ASBESTOS UPDATE: Transatlantic Records $212MM Net Loss Reserves
---------------------------------------------------------------
Transatlantic Holdings, Inc.'s net loss reserves include amounts
for risks relating to environmental impairment and asbestos-
related illnesses totaling US$212 million at Dec. 31, 2010 and
US$163 million at Dec. 31, 2009.

This includes US$71 million at Dec. 31, 2010 and US$30 million at
Dec. 31, 2009, relating to such losses occurring in 1985 and
prior.

Transatlantic Holdings, Inc. offers reinsurance capacity for a
full range of property and casualty products, directly and through
brokers, to insurance and reinsurance companies, in both the
domestic and international markets on both a treaty and
facultative basis.  The Company is based in New York.


ASBESTOS UPDATE: OfficeMax Inc. Still Involved in Exposure Cases
----------------------------------------------------------------
OfficeMax Incorporated and certain of its subsidiaries are named
as defendants in a number of lawsuits, claims and proceedings
alleging asbestos-related injuries arising out of the operation of
the paper and forest products assets prior to the closing of a
2004 sale transaction.

No other significant asbestos matters were discussed in the
Company's annual report filed with the Securities and Exchange
Commission on Feb. 22, 2011.

OfficeMax Incorporated provides office supplies and paper, print
and document services, technology products and solutions and
office furniture to large, medium and small businesses, government
offices and consumers.  The Company is based in Naperville, Ill.


ASBESTOS UPDATE: Chicago Bridge Accrues $1.6MM Dec. 31 Liability
----------------------------------------------------------------
Chicago Bridge & Iron Company N.V., at Dec. 31, 2010, had accrued
about US$1.6 million for asbestos liability and related expenses,
according to the Company's annual report filed with the Securities
and Exchange Commission on Feb. 22, 2011.

The Company is a defendant in lawsuits wherein plaintiffs allege
exposure to asbestos due to work it may have performed at various
locations.  The Company has never been a manufacturer, distributor
or supplier of asbestos products.

Through Dec. 31, 2010, the Company has been named a defendant in
lawsuits alleging exposure to asbestos involving about 5,000
plaintiffs and, of those claims, about 1,400 claims were pending
and 3,600 have been closed through dismissals or settlements.

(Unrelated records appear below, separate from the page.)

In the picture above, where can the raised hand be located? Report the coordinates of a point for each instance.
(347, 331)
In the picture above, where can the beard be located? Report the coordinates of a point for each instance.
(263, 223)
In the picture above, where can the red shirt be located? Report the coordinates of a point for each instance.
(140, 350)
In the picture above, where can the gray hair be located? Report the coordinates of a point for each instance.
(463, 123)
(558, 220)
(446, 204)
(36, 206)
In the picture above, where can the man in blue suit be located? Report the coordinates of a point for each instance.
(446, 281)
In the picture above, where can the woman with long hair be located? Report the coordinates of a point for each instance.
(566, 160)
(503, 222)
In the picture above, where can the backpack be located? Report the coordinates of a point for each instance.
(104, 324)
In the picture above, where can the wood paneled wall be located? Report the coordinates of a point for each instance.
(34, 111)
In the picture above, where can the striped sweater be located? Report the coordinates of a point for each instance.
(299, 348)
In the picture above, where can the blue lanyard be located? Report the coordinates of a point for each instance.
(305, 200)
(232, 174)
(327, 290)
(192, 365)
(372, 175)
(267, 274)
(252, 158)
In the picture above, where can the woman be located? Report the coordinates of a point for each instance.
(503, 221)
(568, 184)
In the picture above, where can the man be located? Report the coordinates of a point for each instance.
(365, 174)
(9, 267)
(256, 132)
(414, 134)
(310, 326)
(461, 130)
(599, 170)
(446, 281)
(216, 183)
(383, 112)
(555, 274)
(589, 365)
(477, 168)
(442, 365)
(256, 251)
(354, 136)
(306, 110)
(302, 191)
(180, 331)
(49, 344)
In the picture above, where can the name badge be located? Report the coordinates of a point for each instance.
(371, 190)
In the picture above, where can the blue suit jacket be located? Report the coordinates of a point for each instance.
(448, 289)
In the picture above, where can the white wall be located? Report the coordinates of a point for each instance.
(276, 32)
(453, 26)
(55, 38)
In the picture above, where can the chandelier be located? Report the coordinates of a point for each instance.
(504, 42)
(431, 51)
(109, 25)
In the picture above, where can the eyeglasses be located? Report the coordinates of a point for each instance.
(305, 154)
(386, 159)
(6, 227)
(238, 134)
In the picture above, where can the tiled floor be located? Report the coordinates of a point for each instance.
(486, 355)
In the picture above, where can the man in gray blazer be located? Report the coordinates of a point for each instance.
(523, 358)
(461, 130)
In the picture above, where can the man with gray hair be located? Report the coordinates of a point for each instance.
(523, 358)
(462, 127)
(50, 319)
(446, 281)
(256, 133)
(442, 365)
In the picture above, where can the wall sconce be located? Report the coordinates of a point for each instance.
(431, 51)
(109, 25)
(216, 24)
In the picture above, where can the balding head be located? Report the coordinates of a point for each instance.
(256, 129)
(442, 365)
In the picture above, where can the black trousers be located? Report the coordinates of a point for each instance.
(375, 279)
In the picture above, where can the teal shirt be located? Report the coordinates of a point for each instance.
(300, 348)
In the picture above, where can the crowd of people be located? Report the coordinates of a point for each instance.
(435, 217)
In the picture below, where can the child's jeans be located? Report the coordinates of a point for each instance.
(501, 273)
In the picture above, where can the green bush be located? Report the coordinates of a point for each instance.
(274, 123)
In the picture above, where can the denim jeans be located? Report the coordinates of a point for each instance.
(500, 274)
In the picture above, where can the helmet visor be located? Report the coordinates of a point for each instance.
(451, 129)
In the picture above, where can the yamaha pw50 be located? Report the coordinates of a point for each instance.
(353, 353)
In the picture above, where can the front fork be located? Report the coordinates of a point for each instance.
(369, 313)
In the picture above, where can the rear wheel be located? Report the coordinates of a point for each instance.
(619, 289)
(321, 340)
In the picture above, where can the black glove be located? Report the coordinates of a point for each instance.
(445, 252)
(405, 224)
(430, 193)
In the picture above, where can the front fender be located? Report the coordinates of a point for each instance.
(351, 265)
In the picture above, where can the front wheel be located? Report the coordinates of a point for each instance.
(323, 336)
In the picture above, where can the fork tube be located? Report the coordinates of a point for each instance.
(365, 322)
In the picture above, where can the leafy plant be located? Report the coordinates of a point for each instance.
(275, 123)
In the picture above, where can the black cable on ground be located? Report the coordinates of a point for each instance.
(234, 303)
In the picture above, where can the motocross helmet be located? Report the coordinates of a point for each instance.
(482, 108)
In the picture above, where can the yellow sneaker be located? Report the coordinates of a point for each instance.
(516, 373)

Through Dec. 31, 2010, the claims alleging exposure to asbestos
that have been resolved have been dismissed or settled for an
average settlement amount of about US$1,000 per claim.

Chicago Bridge & Iron Company N.V. is an integrated engineering,
procurement and construction (EPC) service provider and major
process technology licensor, delivering comprehensive solutions to
customers primarily in the energy and natural resource industries.
During 2010, the Company executed over 700 projects in more than
70 countries.  The Company is based in The Hague, The Netherlands.


ASBESTOS UPDATE: Exposure Lawsuits Ongoing v. Temple-Inland Inc.
----------------------------------------------------------------
Temple-Inland Inc. is a defendant in various lawsuits involving
alleged workplace exposure to asbestos, according to the Company's
annual report filed with the Securities and Exchange Commission on
Feb. 22, 2011.

These cases involve exposure to asbestos in premises owned or
operated by the Company.  The Company does not manufacture any
products that contain asbestos, and all its cases in this area are
limited to workplace exposure claims.

Historically, the Company's aggregate annual settlements related
to asbestos claims have been about US$1 million.  The number of
claims has remained relatively constant in the past few years.

Temple-Inland Inc. manufactures corrugated packaging and building
products.  The Company is based in Austin, Tex.